Lors de la Commission sur le prolongement de la ligne bleue, Cadillac Fairview contestait l’approche de la STM. Celle-ci avait précédemment émis un avis d’expropriation pour une portion de près de 70 000 mètres carrés située sur une partie du terrain du centre commercial pour la construction d’infrastructures dans le projet de prolongement de la ligne bleue.
Depuis, le centre d’achats a récemment été acquis dans son entièreté par Ivanhoé Cambridge, alors qu’il était autrefois détenu conjointement et à parts égales par celle-ci et Cadillac Fairview. Selon un article de La Presse, les dirigeants d’Ivanhoé Cambridge auraient été insatisfaits de la gouvernance du dossier par Cadillac Fairview et souhaitaient prendre en main les négociations avec la STM.

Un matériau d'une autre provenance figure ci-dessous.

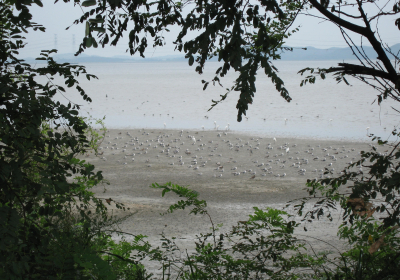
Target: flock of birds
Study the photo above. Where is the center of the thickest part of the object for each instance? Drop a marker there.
(221, 154)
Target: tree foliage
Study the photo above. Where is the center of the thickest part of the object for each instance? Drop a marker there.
(51, 225)
(246, 37)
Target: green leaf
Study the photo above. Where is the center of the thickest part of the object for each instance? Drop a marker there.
(89, 42)
(39, 3)
(88, 3)
(191, 60)
(99, 29)
(87, 29)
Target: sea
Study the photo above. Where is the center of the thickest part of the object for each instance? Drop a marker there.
(169, 95)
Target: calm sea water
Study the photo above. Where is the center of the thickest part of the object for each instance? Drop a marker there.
(149, 95)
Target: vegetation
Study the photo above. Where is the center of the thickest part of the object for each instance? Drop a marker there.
(53, 227)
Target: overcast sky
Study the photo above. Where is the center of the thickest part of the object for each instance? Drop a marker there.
(56, 17)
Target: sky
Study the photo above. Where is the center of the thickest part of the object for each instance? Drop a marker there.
(56, 17)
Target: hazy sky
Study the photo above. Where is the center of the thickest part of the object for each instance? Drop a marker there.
(56, 17)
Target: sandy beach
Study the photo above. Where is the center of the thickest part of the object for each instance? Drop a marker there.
(232, 172)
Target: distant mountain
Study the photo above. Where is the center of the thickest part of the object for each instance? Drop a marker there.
(306, 54)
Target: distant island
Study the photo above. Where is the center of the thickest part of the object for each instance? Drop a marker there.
(298, 54)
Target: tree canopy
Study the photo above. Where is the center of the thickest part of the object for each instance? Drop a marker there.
(245, 36)
(53, 227)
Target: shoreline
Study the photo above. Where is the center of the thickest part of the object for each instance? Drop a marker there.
(232, 172)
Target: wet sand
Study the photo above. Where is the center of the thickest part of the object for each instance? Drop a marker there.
(232, 172)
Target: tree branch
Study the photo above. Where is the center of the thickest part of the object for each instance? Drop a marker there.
(364, 31)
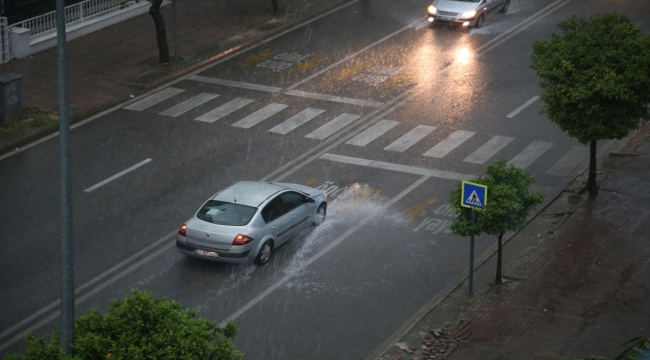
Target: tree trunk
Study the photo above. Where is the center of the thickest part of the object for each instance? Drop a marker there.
(161, 34)
(591, 184)
(498, 281)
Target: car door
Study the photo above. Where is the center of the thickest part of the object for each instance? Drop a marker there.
(278, 221)
(299, 210)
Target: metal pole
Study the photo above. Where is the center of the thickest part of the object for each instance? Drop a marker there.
(471, 255)
(67, 247)
(174, 24)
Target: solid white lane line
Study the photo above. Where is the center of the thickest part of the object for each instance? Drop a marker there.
(293, 122)
(324, 251)
(117, 175)
(396, 167)
(523, 106)
(372, 133)
(154, 99)
(260, 115)
(530, 154)
(188, 104)
(449, 144)
(569, 161)
(333, 98)
(237, 84)
(224, 110)
(103, 285)
(409, 139)
(488, 149)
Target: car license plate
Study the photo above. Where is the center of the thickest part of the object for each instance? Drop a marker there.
(206, 253)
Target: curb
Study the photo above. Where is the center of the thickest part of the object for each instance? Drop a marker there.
(168, 78)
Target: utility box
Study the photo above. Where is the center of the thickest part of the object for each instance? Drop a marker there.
(11, 98)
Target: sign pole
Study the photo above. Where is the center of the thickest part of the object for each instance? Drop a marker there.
(471, 255)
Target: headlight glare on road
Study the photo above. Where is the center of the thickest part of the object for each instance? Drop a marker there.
(468, 14)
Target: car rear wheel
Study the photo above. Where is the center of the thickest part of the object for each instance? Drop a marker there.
(479, 21)
(505, 7)
(319, 217)
(265, 254)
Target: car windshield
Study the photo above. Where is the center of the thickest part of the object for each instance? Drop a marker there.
(225, 213)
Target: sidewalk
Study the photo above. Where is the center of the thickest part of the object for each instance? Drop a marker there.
(112, 65)
(577, 279)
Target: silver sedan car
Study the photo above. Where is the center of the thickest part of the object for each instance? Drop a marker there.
(465, 12)
(248, 220)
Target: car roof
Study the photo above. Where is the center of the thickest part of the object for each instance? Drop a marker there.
(250, 193)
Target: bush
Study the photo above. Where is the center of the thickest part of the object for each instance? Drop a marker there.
(140, 328)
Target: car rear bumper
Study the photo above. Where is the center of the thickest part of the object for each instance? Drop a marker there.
(224, 256)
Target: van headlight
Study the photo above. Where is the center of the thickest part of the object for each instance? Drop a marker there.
(468, 14)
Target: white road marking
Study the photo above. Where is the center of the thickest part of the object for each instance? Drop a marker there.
(154, 99)
(224, 110)
(523, 106)
(260, 115)
(117, 175)
(530, 154)
(449, 144)
(396, 167)
(409, 139)
(333, 98)
(488, 149)
(569, 161)
(372, 133)
(333, 126)
(188, 104)
(237, 84)
(322, 252)
(293, 122)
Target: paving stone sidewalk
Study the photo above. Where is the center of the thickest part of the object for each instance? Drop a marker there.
(114, 64)
(580, 287)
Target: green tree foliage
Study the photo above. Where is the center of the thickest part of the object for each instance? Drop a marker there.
(140, 327)
(595, 79)
(509, 202)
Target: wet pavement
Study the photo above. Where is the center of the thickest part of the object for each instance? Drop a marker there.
(576, 279)
(114, 64)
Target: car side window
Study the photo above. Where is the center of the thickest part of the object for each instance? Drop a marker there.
(292, 200)
(273, 210)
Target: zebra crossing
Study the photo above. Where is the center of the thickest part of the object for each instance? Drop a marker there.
(480, 156)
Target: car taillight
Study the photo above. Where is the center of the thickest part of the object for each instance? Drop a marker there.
(242, 240)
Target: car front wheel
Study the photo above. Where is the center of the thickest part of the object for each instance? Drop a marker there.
(505, 7)
(265, 254)
(479, 21)
(319, 217)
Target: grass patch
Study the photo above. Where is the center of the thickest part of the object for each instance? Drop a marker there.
(32, 121)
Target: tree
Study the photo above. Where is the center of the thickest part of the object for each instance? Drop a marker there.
(595, 80)
(140, 328)
(508, 203)
(161, 33)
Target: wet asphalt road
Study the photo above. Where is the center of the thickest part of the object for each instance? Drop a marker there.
(399, 87)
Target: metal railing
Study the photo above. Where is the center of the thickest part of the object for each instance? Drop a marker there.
(73, 13)
(5, 34)
(47, 22)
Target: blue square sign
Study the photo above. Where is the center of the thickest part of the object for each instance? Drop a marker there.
(473, 195)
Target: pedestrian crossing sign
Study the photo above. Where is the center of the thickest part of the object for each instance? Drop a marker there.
(473, 195)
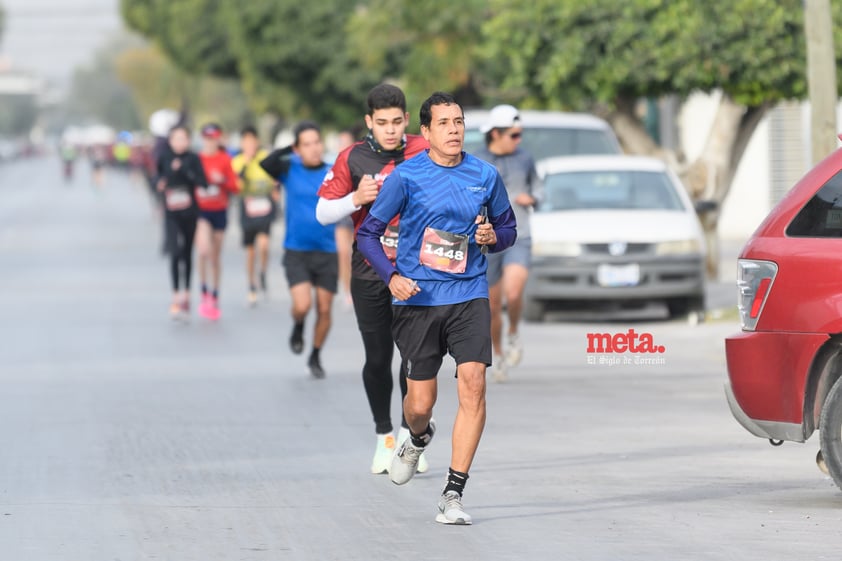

La Place Versailles mieux intégrée à son milieu
Un peu plus au sud, dans Mercier–Hochelaga-Maisonneuve (MHM), la Ville de Montréal a entrepris une ambitieuse initiative de revitalisation du secteur entourant la station de métro Radisson.
Un rapport clé, « Réinventer le secteur Radisson : Programme particulier d’urbanisme (PPU) de l’aire TOD Radisson », émis par MHM en février 2022, dessinait les contours de cette revalorisation. Le territoire ciblé s’étend autour de la station de métro Radisson et est encadré par des artères telles que des Groseilliers à l’ouest et l’autoroute 25 à l’est, et inclut la Place Versailles.
Ce secteur, riche en mètres carrés, présente un potentiel de transformation significatif et pourrait devenir un « milieu de vie complet, défini par la mobilité durable et adapté aux changements climatiques », selon le PPU Radisson.
Le projet de requalification devrait être soumis à l’OCPM en 2024. L’importance de la mixité émerge dans les discussions autour de la Place Versailles, qui occupe une part significative du secteur. Les propriétaires du centre d’achats discutent avec la Ville pour redéfinir l’avenir du site et envisagent un projet immobilier mixte incluant des éléments résidentiels, commerciaux, et des espaces de bureaux, comme nous l’avons énoncé dans ce précédent article.
Les consultations publiques à venir permettront à la population de s’exprimer sur ces projets, mais des orientations préliminaires ont déjà été dévoilées dans le rapport « Réinventer le secteur Radisson ». Les schémas proposés révèlent entre autres la possibilité d’intégrer plusieurs nouveaux édifices résidentiels au site de la Place Versailles.